Résumé de la décision
Dans cette affaire, M. Jean X... a formé un pourvoi en cassation contre un arrêt de la cour d'appel de Bordeaux, qui avait statué sur l'indemnité de dépossession relative à un terrain exproprié. Ce terrain était soumis à un droit de préemption dans le cadre de la préservation des sites naturels. La cour d'appel a retenu que, à la date de référence fixée par l'article L. 142-6 du Code de l'urbanisme, le terrain n'était pas constructible et était inconstructible en raison d'interdictions administratives. La cour a également conclu qu'il n'y avait pas d'intention dolosive de l'expropriant. La Cour de cassation a rejeté le pourvoi de M. X..., confirmant ainsi la décision de la cour d'appel.
Arguments pertinents
1. Date de référence pour l'indemnité : La cour d'appel a déterminé que la date de référence pour évaluer l'indemnité de dépossession était celle à laquelle le plan d'occupation des sols était devenu opposable aux tiers, conformément à l'article L. 142-6 du Code de l'urbanisme. Cela a permis de fixer le cadre juridique pour l'évaluation de la valeur du terrain.
2. Inconstructibilité du terrain : La cour a constaté que le terrain exproprié n'était pas un terrain à bâtir et était dépourvu de tout équipement, ce qui a conduit à la conclusion qu'il était inconstructible. La cour a affirmé que "l'interdiction de construire n'ayant pas été instituée par ce dernier et n'étant fondée que sur le constat de risque objectif de l'ensablement du secteur" justifiait cette inconstructibilité.
3. Absence d'intention dolosive : La cour a également rejeté l'argument selon lequel l'expropriant aurait agi avec une intention dolosive, soulignant que l'interdiction de construire était fondée sur des considérations objectives et non sur des manœuvres de l'expropriant.
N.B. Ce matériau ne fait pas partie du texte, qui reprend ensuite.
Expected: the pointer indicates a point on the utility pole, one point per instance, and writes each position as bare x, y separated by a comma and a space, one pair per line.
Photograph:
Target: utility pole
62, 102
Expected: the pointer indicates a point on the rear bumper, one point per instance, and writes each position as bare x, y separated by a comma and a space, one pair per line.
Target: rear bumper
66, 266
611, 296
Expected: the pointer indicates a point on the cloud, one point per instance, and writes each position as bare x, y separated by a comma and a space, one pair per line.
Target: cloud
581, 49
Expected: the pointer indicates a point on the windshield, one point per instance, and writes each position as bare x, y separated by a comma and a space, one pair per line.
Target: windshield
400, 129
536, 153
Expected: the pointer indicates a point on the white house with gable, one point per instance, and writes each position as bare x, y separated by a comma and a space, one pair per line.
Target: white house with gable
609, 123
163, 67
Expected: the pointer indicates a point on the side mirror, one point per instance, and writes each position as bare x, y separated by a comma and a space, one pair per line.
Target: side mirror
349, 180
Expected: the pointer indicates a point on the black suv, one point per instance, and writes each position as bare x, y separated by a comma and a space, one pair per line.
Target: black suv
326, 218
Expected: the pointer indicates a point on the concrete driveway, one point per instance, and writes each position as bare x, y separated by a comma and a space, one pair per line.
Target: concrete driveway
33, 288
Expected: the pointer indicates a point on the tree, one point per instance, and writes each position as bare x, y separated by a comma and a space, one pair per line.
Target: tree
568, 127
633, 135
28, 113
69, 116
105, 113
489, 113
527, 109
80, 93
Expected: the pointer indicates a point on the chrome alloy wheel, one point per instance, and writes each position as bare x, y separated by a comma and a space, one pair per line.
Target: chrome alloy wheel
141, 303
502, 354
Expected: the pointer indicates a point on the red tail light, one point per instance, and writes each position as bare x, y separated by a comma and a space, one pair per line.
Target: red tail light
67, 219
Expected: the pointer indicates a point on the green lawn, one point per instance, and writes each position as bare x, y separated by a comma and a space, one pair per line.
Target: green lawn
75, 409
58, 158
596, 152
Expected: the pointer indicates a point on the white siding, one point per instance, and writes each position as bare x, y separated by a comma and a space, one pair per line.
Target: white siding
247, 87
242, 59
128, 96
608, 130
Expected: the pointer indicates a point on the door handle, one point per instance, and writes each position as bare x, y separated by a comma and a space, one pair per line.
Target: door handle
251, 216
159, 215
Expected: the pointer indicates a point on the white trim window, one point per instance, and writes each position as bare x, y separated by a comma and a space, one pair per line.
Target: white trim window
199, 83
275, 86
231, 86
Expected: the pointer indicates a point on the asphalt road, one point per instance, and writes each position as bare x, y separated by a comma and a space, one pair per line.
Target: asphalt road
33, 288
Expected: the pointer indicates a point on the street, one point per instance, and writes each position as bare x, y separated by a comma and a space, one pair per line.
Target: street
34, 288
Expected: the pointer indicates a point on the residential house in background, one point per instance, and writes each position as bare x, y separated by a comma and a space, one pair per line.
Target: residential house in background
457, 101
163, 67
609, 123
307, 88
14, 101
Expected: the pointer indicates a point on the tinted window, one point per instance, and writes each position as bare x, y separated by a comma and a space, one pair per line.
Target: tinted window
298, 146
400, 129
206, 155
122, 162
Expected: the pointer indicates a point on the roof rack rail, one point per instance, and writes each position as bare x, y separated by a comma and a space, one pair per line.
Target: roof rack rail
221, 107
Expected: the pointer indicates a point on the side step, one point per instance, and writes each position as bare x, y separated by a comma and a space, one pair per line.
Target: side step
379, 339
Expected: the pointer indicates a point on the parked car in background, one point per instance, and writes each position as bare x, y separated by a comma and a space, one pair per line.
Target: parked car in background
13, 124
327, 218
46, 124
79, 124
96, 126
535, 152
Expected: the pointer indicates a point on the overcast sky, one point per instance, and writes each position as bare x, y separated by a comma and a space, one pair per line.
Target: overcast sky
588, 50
Interprétations et citations légales
1. Article L. 142-6 du Code de l'urbanisme : Cet article précise que la date de référence pour l'évaluation des terrains soumis à un droit de préemption est celle à laquelle le plan d'occupation des sols devient opposable. La cour d'appel a appliqué cette disposition pour établir le cadre temporel de l'évaluation de l'indemnité.
2. Inconstructibilité et réglementation : La décision souligne que la réglementation de l'urbanisme, notamment en matière d'interdiction de construire, doit être respectée. La cour a noté que "l'existence de l'association foncière urbaine dite des 'terrains ensablés du Cap Ferret' étant sans incidence sur la réglementation de l'urbanisme applicable à cette date", ce qui montre que les considérations administratives et environnementales priment sur les intérêts privés.
3. Absence d'intention dolosive : La cour a affirmé que "l'interdiction de construire n'ayant pas été instituée par ce dernier", ce qui indique que l'expropriant a agi dans le cadre légal et non avec une intention malveillante.
En conclusion, la décision de la Cour de cassation a confirmé la légalité de l'évaluation de l'indemnité de dépossession, en se fondant sur des principes clairs du droit de l'urbanisme et en rejetant les allégations d'intention dolosive.